There is a wealth of literature condemning the blind adherence to TSH in the face of a clearly symptomatic thyroid patient – and even questioning the relevance of T4 and T3 ‘normal ranges’ for that matter – in view of the high complexity of hormones in the human.
- It is understandable that mainstream clinicians refute these TSH concerns – it has been enshrined for many decades. Change is slow. Endocrine societies are conservative by nature – it protects from radical ideas but also dismisses the concept of personalised medicine. It awaits robust clinical studies to prove the claim. Laudable of course. But what of the suffering? Do they just have to wait? It is time that endocrinologists work WITH functional medical doctors and their patients rather than AGAINST them.
- Can patients on ‘alternative options’ become thyrotoxic? Of course, like many other guideline-based medical treatments, when instigating a new treatment to find optimum dosing, temporary overtreatment can happen. Patients can self-treat, alter their medications and forget to take them just like standard thyroid medications.
What now
Is there a solution
Internationally, the problem is well recognised, but still not so much by mainstream medicine where TSH is THE reference point and predominant guide. There has been some relaxation by reducing the lower limit for TSH to 3 (some groups even say it should be 2). UPDATE – local Path Lab RR is now 0.3-5.0.

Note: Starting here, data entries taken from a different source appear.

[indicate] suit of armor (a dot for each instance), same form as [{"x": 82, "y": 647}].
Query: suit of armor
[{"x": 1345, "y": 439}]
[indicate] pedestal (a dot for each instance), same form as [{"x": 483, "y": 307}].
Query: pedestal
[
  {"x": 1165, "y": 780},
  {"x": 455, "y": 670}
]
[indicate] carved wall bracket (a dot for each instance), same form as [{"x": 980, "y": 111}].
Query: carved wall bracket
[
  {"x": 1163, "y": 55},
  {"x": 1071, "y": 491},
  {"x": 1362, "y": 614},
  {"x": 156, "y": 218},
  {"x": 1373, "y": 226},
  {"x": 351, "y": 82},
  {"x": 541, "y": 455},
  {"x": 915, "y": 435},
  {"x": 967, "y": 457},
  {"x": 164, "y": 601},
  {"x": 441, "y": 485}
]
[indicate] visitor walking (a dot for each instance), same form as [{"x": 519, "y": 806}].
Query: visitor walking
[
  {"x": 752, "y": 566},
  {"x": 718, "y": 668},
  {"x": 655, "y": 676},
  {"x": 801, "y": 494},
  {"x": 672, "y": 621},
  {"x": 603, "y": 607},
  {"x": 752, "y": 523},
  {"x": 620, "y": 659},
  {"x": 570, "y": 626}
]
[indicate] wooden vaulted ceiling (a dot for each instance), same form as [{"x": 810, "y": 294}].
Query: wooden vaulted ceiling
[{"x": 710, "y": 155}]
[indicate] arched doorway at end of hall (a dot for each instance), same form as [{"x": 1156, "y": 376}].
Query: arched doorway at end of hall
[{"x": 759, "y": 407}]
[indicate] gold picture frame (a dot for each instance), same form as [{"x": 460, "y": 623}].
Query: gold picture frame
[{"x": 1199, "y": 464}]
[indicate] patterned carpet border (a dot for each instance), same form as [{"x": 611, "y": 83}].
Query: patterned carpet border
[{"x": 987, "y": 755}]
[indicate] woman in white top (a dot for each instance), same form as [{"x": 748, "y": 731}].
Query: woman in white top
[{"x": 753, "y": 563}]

Depending on the patient herself and other possible factors selenium for T3 conversion etc. – a consistently good solution has been the prescribing of the combined gland extract which contains T4, T3, T2, and T1. This has been in existence for decades and now strictly standardised like other pharmaceuticals. But why not just increase the dose of the standard L-Thyroxin medication? Yes, that is an option in some cases. Some patients just need levels up in the top reference range to feel well, finally.
WTE used to be THE treatment for hypothyroidism, but got superseded by synthetic patented T4 brands which were more consistent in quality though not always, especially as products are manufactured all over the world and standards are not guaranteed. Fortunately in NZ our Pharmac endeavours to source quality product.